I've settled into as much of a routine as I can manage, though. I've mostly stopped flipping the wrong switch and plunging myself into darkness as I get out of the shower. I've established three separate but equal piles for clean clothes, dirty ones and those of indeterminate status. (Don't judge me too harshly, ladies. I've been around enough to know what the hotel room of a woman on vacation looks like. At least I have the sense to put my stuff on the floor so I can see the TV.)
There are approximately 700 Japanese exchange students staying downstairs from me. Most days at least one group of girls smiles at me when I come home from work and then giggle like maniacs as soon as my door closes. Based on previous experience, it's not likely that word of the cute American boy has made it to all of them and that several of them are on their way up right now, but that's what I chose to believe. Rather than, say, that this haircut isn't as stylish as I was led to believe.

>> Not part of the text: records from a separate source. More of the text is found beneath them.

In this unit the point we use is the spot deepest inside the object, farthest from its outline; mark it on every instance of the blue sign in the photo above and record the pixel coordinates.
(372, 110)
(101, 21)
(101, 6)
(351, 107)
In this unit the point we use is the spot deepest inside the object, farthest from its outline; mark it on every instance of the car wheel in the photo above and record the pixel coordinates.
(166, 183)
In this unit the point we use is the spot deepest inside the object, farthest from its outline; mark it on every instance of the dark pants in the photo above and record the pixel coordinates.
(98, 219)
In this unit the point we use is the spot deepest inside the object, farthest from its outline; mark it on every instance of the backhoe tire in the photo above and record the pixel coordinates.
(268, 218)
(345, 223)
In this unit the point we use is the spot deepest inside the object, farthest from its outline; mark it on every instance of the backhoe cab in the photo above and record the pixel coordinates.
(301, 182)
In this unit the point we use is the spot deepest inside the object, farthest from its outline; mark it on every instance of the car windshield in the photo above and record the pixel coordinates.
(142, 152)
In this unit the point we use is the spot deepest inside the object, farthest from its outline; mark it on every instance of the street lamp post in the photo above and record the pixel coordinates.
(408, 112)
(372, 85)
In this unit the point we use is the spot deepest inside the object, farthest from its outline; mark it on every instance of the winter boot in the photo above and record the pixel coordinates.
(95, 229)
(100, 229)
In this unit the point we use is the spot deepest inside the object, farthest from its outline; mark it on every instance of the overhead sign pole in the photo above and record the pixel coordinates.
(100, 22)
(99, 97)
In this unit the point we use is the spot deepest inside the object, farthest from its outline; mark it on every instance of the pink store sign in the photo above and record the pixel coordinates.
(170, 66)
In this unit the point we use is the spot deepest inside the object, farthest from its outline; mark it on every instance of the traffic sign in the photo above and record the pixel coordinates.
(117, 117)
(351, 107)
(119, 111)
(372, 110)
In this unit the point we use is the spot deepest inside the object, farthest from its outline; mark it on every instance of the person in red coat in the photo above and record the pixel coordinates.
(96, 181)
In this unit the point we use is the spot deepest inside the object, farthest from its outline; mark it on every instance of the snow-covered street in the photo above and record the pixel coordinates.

I have a king-sized bed, which I like pretty well now that I've stripped the horrible bedspread off and burned it in the corner. There was some unpleasantness early on when I sat on it after a shower and recalled quite vividly that they only wash those things about twice a year, if ever, and I truly believe that I could have squatted a Buick in my haste to stand up. All that's in the past, though, so long as I can convince the management that either I or the foul afghan had to die, and I'm the one with the expense account.
The bed is wide with three pillows and there's a lot of space on each side of me. Sometimes when I come halfway awake in the early morning it seems like I ought to have company and I'm mildly disappointed when I discover that I don't. I always do that; it seems to have something to do with coming to in a strange bed.
On the bright side, I and I alone command the thermostat, and if I want to turn on the air conditioner so I can burrow into my remaining blankets and doze off in frosty style, then by God that is what I'll do. It feels like burning 100-dollar bills in the fireplace after paying for power in California for two years.